Quand on n’a plus d’argent, il faut faire preuve
d’imagination. Les députés avaient voté trois cent soixante cinq nouvelles
taxes dans l’année, une par jour. Des taxes sur tout et rien, les crèmes à
bronzer, l’élevage des poulets, le travail illégal, partout où il y avait de
l’agent, il était bienvenu de le prendre pour boucher le trou sidéral du budget
de l’Etat de Syldavie.
Sauf que cela n’avait pas suffi. Cinq jours avant le
bouclage du budget, le soir de Noël, alors que tous les syldaves s’apprêtaient
à réveillonner en famille, il fallait bien se rendre à l’évidence : les
finances n’étaient pas équilibrées et les trois cent soixante cinq nouvelles
taxes ne suffiraient pas à combler le déficit.
Vint le matin de Noël où l’un des cranes d’œuf du ministère,
bien inspiré par les marrons glacés dont il s’était gavé la veille, eut la
géniale intuition que, l’Etat ayant un déficit abyssal de 32%, il suffirait de
faire payer les contribuables en proportion et qu’une solution astucieuse serait
de réduire l’année fiscale à trente cinq semaines, au lieu de cinquante deux. Ainsi,
toutes les trente cinq semaines, les syldaves auraient la douloureuse surprise
de recevoir leur feuille d’impôts, calculée sur la base de leurs revenus de l’année
civile.
Soit que les esprits aient été engourdis par le trop plein
de nourriture engloutie, soit que la situation ait été désespérée au point
d’empêcher toute forme de protestation, l’amendement fut, en l’espace de
quelques heures, rédigé par les fonctionnaires du ministère, examiné par la commission
des finances, rapporté en séance et voté à une courte majorité, à deux heure trente
du matin, devant une Assemblée à 98% vide.
Et le lendemain, alors que commençait l’étrange interrègne qui
sépare Noël du jour de l’An que d’aucuns placent sous l’autorité des Confiseurs,
les syldaves eurent la surprise de découvrir, en lisant leur quotidien, qu’il y
aurait désormais deux façons de compter : celle qui, s’appuyant sur des constats
astronomiques, voulait que la révolution de la Terre soit de cinquante deux semaines
et un jour, deux pour les années bissextiles, et celle de la fiscalité syldave,
qui réduisait le temps à trente cinq semaines, soit deux cent quarante cinq jours
au lieu des trois cent soixante cinq attendus.

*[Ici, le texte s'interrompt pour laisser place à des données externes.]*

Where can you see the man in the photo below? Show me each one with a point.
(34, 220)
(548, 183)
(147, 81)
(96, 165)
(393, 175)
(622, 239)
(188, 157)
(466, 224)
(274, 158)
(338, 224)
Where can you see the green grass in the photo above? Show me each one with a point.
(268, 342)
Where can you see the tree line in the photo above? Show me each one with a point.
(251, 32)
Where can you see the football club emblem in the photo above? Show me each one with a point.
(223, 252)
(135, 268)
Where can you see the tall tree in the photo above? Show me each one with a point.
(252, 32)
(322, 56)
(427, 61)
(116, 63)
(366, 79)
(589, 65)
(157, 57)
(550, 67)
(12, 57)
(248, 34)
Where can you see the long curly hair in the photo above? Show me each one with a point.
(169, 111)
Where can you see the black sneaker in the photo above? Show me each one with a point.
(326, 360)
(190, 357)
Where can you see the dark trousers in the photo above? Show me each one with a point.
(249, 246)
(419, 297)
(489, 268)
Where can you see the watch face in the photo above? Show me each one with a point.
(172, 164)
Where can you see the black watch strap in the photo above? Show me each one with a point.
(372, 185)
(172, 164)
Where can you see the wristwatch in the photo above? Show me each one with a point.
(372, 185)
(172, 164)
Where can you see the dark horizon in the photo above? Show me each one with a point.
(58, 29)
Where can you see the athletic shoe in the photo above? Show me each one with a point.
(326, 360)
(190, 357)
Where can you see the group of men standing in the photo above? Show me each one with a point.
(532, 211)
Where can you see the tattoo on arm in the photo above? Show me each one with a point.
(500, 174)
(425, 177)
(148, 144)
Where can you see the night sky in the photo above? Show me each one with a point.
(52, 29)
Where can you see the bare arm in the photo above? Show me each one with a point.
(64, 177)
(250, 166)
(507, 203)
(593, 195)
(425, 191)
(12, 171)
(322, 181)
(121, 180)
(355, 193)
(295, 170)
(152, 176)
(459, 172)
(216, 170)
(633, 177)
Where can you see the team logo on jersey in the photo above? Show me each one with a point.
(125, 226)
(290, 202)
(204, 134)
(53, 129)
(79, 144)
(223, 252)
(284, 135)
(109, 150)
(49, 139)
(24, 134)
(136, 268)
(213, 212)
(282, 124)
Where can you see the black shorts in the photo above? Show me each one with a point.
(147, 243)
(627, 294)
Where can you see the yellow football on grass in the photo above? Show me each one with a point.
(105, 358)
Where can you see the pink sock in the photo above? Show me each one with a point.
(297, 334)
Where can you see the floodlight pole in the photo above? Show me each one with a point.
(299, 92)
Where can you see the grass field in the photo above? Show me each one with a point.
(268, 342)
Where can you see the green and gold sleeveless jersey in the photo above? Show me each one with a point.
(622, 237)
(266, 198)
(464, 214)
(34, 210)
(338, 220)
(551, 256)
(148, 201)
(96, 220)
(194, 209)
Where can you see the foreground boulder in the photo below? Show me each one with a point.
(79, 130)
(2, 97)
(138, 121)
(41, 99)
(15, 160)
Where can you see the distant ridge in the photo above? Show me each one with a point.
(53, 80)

D’abord, on cru à une blague, puis on commença à s’interroger
sur les conséquences de cette révolution dans le découpage des années. Fallait-il
donner son âge fiscal ou astronomique lors de la déclaration d’impôts ? Les
horaires des trains devaient-ils être renouvelés toutes les trente cinq semaines,
vu que la SNCS était détenue par l’Etat ? On consulta, par soucis d’œcuménisme,
les autorités protestantes, orthodoxes et même le Pape, qui se défaussa avec prudence,
renvoyant ses ouailles à leurs élus politiques. Après tout, disait-il, le calendrier
liturgique suivait ses propres règles qui fixent le début de l’année au premier
jour de l’aven, alors qui était-il pour donner son avis à ce sujet ?
Bon, le vrai problème était qu’il faudrait payer plus souvent
ses impôts. Le gouvernement en devint tellement impopulaire qu’il perdit la majorité
aux élections qui suivirent. Mais les promesses sont une chose, les contingences
économiques une autre et, malgré ce changement, l’année fiscale syldave resta fixée
à trente cinq semaines, quel que soit le bord politique et il fallut attendre dix
ans pour qu’elle soit recalée sur l’année civile. Les citoyens du microscopique
Etat balkanique gardèrent longtemps l’habitude de jongler entre les deux calendriers,
au gré des besoins, bien au-delà de l’abolition de trente cinq semaines. Les plus
paresseux, fonctionnaires, dog-sitters, employés de la Sécu ou scénaristes de séries
TV, continuent, depuis, à se limiter à trente cinq semaines, tradition que le présent
blog, pour sa deuxième saison et pour les mêmes raisons, a décidé d’appliquer.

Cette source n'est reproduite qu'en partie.